When I was running errands last week, “Takin’ Care of Business” by Bachman Turner Overdrive came on the radio. I surprised myself by—probably decades after the last time I listened to the whole song—singing along and still knowing all the words.

I giggled, remembering how I used to belt out that song in the back seat of my mom’s car.

There is something about a remembered song that lifts me up and settles me down, even if I’m wailing along about a broken heart. These are the songs where you don’t think, you just open your mouth and sing, and it’s all there. Sequence knitting is like that in knitting for me.

Sequence knitting may be the perfect type of knitting for dark winter days, or dark days in general. Step into it cautiously—you may not be able to stop.

Versatile and intuitive

It’s easy to work sequence knitting at different gauges, easy to change sizes, especially if you knit scarves and shawls. The stitch patterns are easy to memorize, so the knitting becomes a rhythm almost instantly. Before you know it, you’re knitting as easily as singing.

And sequence knitting is a great way to experiment with yarns. Use a special skein or a mini or advent kits, sock yarn or chunky—they all work beautifully. It’s also a great way to play and experiment with color combinations or doubling or tripling yarns. You can imagine why I love it.

I recently spent the weekend playing with sequence knitting, I used the pattern Conversing from Cecelia Campochiaro’s new pattern release Three Sequence Knitting Shawls for my swatches. These three patterns for scarves and shawls are a great place to start (or stay) with sequence knitting. Kay did a bit of Anywhere shawl show-and-tell here.

If you want more sequences and shapes to play with, MDK Field Guide 5: Sequences has four designs that beautifully demonstrate what sequences do across the canvases of a wrap, scarf, a hat, and a festive bit of bunting. In both the Field Guide and in her new collection of shawls, Cecelia distills concepts from her book Sequence Knitting that showcases sequence knitted fabrics in over 40 patterns.

Swatch and see

Rowan Felted Tweed and Neighborhood Fiber Company Rustic Fingering

I started my adventure with two favorite yarns. Neighborhood Fiber Company Rustic Fingering and Rowan Felted Tweed. Using the same pattern with different types of yarns gives you a variety of looks.

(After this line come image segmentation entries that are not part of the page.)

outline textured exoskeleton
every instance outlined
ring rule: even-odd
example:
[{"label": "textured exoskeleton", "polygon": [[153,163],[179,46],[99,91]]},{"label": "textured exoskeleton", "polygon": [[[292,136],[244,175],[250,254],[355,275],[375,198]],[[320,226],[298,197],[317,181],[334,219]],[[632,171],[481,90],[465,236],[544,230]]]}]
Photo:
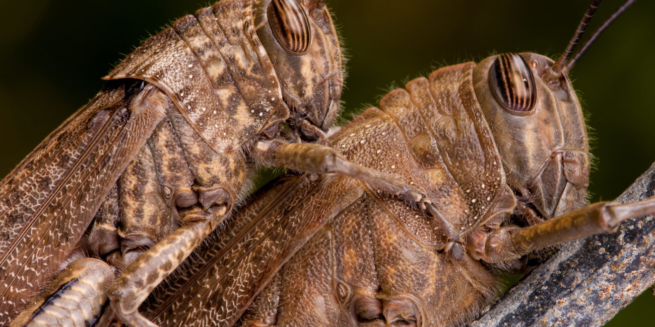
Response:
[{"label": "textured exoskeleton", "polygon": [[[255,164],[342,173],[426,201],[303,143],[322,142],[336,116],[341,60],[322,0],[223,0],[146,41],[0,183],[0,324],[27,306],[14,324],[92,324],[111,309],[151,324],[139,305],[229,216]],[[120,275],[111,283],[88,256]],[[93,271],[96,288],[75,290]],[[63,288],[37,296],[53,275]],[[81,294],[88,305],[56,309]],[[107,297],[111,309],[96,305]]]},{"label": "textured exoskeleton", "polygon": [[655,212],[655,199],[584,206],[587,136],[566,75],[550,79],[555,65],[524,53],[441,68],[329,139],[426,193],[465,245],[460,257],[434,216],[375,187],[288,177],[148,311],[164,326],[460,326],[494,298],[495,271]]}]

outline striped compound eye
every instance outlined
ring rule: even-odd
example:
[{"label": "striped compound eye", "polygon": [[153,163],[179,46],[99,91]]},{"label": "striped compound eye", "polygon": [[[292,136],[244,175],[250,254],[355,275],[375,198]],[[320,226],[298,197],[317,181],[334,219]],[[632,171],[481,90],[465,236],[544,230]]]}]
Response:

Rustic Fingering is smooth, the stitches are defined, even though it’s a softly twisted single-ply yarn. You can see the pattern exactly, two rows of 2×2 ribbing and a garter ridge.

Felted Tweed has texture. It’s a little uneven, and while the pattern doesn’t disappear, it’s much less defined.

Comparing them side by side, you can see they are both beautiful but different. They maybe suit different moods. For me making a choice would be like choosing between Ella Fitzgerald with her smooth, soaring control, and Billie Holiday with her unique rhythm and that heartbreaking catch in her voice. You won’t be surprised to know Billie was my number-one listen for college breakups.

Let’s look at what I’ve dubbed the Campochiaro Combination. Sequence knitting is wonderful all on its own, but let’s marl it too!

Two strands of Felted Tweed. I wish you could feel the squish of this fabric. I’ve knit all these swatches at a looser gauge than I would for most garments. I want the drape and the softness. I thought the pattern would disappear entirely marling two colors. Because I choose two colors that are low contrast (similar on a gray scale), the pattern held visually.

Working Playing overtime

Next, I chose two yarns that were very different in texture and high contrast. I wish you could feel this swatch for the silkiness—it is so soft, I can’t quit petting it. This is Rustic Fingering and Kid Silk Haze held together. The fabric is busy, and may not be to everyone’s taste, but I think it’s dynamic and exciting. The pattern isn’t entirely lost; I can see where I made a mistake in the pattern, but it’s definitely obscure.

One last sample. I did warn you that it’s hard to stop. I grabbed a skein of handspun yarn (Polwarth/silk) that had a little too much twist in it, making it a little lively.

The marling resolved into some striping, and the twisty yarn makes the texture pop.

I’ll likely not block this when it’s done. I really like the wiggly texture of the fabric.

If you haven’t already, give sequence knitting a try. It may be just what you need to clear your stash, play with yarns, lift a somber mood, or pull you out of a knitting slump.